The portrait of Charles I of England, which the Louvre possesses, is a legendary masterpiece.
With his fist on his hip, on the sword’s side, his right hand resting on a high cane, the king turns his thin, fair head slightly, framed by a large hat. He looks calmly, confidently, and his whole attitude is that of a man accustomed to command. His jacket of gray silk is crossed by the harness which supports the sword. Underneath the red breeches and showing the silk stockings, soft boots of fawn leather, trimmed with spurs, imprison a nervous and elegant leg. A little behind, the favorite horse of the king is pawing, impatient, held by a squire dressed in red representing the knight of Hamilton; another servant, farther, wears the mantle of the sovereign. The mound where the characters are placed is shaded by the thick foliage of a tree, and on the distant planes there is a plain above which gray clouds flock in the blue sky.
This picture, of admirable composition, renders marvelously the elegant silhouette of Charles I., the most beautiful of the Stuarts. The work presents itself with a contented nobility, a dull and brilliant richness at the same time, a discreet sumptuousness which impresses, where one finds something in the manner of Rubens, but tempered, assuaged, as disciplined.
Van Dyck had long worked with Rubens, who called him “the best of his pupils.” His friendship was as profitable to him as his lessons. It was he who recommended him to the court of the Stuarts. Charles I, influenced by the praises of Rubens for his pupil and delighted by the portrait of Nicolas Laniere, his master of the chapel, painted by Van Dyck, invited him to come to him.
Van Dyck arrived in London and presented himself to the king whom he conquered at the first interview. He had a fine beauty, quite similar to that of Charles I., easy manners, a certain cavalier grace, and the lively and clear air of an accomplished man. His conversation was not less pleasing than his person; he had abundant and brilliant speech, nourished by a profound and disciplined knowledge by infinite tact. The King delighted in his company; he often went to his studio and, stripping with him all the constraints of etiquette, talked together about a thousand subjects while Van Dyck worked on his portrait. From this period date the numerous effigies of the king and the queen.
As a reward for his talent Van Dyck received the title of principal painter of their Majesties, was made a knight and had his lodgings at Blackfriars.
In his portrait of Charles I, Van Dyck had proved himself portraitist of genius, and it is not surprising that, wishing to follow the example of the sovereign, all the nobility envied the honor of posing before the great Flemish artist. Soon he was not able to take orders, he had to take collaborators to paint the accessories, reserving only the heads and the hands. When he had succeeded, he was free to increase his prices, and gained considerable sums, which he expended largely. His house was mounted on a magnificent foot, he possessed a numerous and elegant crew, and afforded such good cheer that few princes were as much visited and served as he was.
In 1639 he married Mary Ruthven, the queen’s maid of honor, granddaughter of Lord Ruthven, of whom he had a daughter. His wife did not bring her dowry, but she was considered one of the most wonderful beauties of her time. This union was of short duration. His life of work and pleasure had undermined the health of Van Dyck, and although Charles I had promised three hundred livres to the physician if he saved him, the great painter died at Blackfriars, December 9, 1641, only forty-two years.
“No less colourist than Rubens,” writes Theophile Gautier, “but finer and more elegant than his master, Van Dyck seems to have been created to paint kings, princes, duchesses, all the world of high life, an end of race, aristocratic, of a hereditary magnificence, and marching over the multitude like the gods walk on the clouds. He painted with an easy and noble touch, with a brilliant but vigorous color and a rapid penetration of character, heads that one would never see again, masks whose mold was broken, expressions of existences forever fainted.”

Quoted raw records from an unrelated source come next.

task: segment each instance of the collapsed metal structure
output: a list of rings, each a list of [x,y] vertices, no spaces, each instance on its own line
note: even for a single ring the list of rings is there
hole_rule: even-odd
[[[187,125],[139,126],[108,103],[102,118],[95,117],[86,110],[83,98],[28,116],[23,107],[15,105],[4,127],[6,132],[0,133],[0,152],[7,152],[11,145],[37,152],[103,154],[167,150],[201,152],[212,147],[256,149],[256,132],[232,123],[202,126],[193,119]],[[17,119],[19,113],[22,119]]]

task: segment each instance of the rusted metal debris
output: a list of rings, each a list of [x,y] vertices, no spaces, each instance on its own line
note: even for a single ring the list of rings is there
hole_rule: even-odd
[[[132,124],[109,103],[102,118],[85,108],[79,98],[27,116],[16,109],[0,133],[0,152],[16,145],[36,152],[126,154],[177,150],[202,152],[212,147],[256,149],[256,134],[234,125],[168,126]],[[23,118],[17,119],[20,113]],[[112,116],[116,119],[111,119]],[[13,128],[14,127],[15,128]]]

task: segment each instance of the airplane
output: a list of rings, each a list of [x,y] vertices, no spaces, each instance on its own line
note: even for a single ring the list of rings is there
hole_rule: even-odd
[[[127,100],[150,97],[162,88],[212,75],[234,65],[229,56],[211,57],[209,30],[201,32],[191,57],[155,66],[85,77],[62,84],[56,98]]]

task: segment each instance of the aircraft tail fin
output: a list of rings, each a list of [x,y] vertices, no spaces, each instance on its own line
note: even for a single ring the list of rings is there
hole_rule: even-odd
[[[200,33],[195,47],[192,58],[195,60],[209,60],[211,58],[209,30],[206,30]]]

The portrait of Charles I entered the national domain quite curiously. At the sale of the Comte de Thiers, who possessed it, the Countess Du Barry bought it for a sum of 24,000 livres. And as she was asked why she had chosen this painting in preference to the others in the collection, which seemed to suit her better, she replied that it was a portrait of a family, for she pretended to hold the house of the Stuarts. Later she yielded it to M. d’Angivillers at the same rate, on behalf of the King.
This picture occupies today in the Louvre the room Van Dyck which precedes the new room of the Rubens.
Height: 2.72 – Width: 2.12 – Figures in full size natural size.